E.g. python Tensorflow/models/research/object_detection/model_main_tf2.py --model_dir=Tensorflow/workspace/models/my_ssd_mobnet --pipeline_config_path=Tensorflow/workspace/models/my_ssd_mobnet/pipeline.config --num_train_steps=20000
This step will take some time. As soon as you see it print out the loss for the first 100 steps you know it is in the process of training
You could either use a checkpoint for the model as suggested by Nicholas or perform a model export as suggested by Tanner.
python scripts/model_exporter.py
This will put the exported model into workspace/exported_models
by default.
You are now ready to run inferences. In the case of the sign language project we want to capture images from the webcam.
NOTE:
The default font does not exist on my Mac so it loaded_default which was very small.
This is a known issue in Tensorflow Community.
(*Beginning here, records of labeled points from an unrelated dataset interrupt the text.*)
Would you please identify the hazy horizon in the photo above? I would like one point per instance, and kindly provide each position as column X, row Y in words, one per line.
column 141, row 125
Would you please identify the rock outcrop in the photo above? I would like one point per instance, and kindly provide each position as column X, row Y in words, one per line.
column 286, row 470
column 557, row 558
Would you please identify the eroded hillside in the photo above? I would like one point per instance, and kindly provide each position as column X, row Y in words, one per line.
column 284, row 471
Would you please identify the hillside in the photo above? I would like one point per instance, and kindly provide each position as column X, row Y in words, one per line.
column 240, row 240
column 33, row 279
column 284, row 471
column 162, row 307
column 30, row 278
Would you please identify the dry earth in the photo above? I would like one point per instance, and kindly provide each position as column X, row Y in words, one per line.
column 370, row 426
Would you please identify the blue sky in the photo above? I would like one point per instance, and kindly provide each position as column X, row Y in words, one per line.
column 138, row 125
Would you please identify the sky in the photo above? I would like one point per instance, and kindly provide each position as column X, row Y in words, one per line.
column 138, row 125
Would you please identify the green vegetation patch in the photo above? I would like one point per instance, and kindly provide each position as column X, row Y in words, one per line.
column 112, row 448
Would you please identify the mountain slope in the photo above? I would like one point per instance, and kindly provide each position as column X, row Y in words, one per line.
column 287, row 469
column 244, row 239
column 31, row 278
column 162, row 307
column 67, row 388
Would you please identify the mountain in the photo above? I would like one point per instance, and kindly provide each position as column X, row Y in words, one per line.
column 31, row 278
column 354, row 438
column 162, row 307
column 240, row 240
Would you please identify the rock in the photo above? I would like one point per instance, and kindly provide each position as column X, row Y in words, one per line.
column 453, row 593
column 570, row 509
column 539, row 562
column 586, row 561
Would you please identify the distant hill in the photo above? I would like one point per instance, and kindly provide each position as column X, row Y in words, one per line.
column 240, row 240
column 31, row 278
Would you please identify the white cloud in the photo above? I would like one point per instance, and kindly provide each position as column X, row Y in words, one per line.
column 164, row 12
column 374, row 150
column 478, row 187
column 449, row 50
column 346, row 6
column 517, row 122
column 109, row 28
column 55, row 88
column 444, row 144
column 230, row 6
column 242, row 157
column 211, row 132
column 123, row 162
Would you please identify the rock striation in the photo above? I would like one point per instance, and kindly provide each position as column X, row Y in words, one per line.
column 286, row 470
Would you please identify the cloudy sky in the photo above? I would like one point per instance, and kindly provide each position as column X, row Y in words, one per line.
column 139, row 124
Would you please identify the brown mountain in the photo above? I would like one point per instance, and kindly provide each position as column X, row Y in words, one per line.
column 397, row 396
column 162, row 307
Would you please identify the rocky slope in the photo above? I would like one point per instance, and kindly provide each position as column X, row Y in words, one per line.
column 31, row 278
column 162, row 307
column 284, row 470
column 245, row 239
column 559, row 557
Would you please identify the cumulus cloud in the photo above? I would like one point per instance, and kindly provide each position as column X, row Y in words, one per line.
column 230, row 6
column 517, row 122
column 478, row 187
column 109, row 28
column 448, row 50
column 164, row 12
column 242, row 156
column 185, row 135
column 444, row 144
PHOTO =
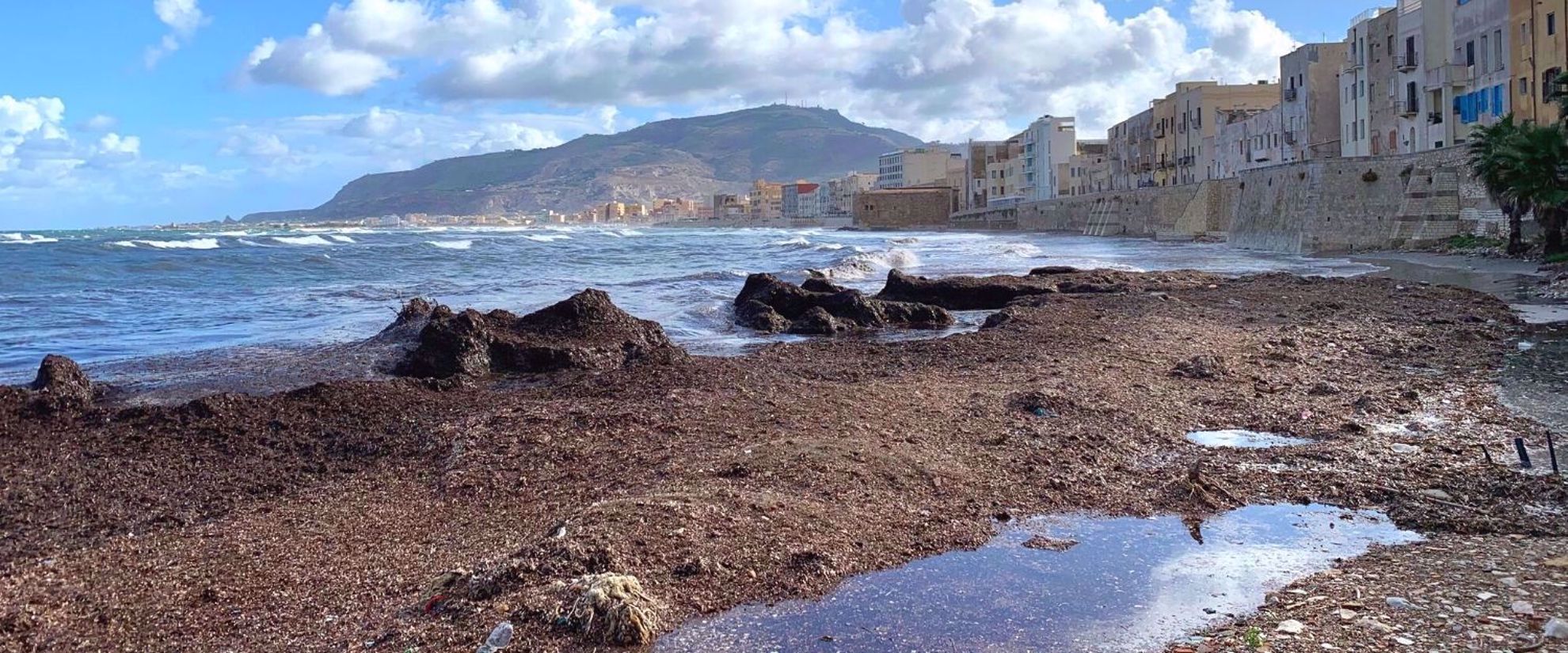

To fix this, I used the answer from this StackOverflow
Edit:
venv/lib/python3.8/site-packages/object_detection/utils/visualization_utils.py
Change:
font = ImageFont.truetype('arial.ttf', 24)
To:
font = ImageFont.truetype('/Library/Fonts/Arial Unicode.ttf', 30)
python scripts/detect_from_video.py
If you are detecting objects in images use the:
python script/detect_from_image.py
See that file for the parameters.
If you made it this far you should have a working sign language object detection model.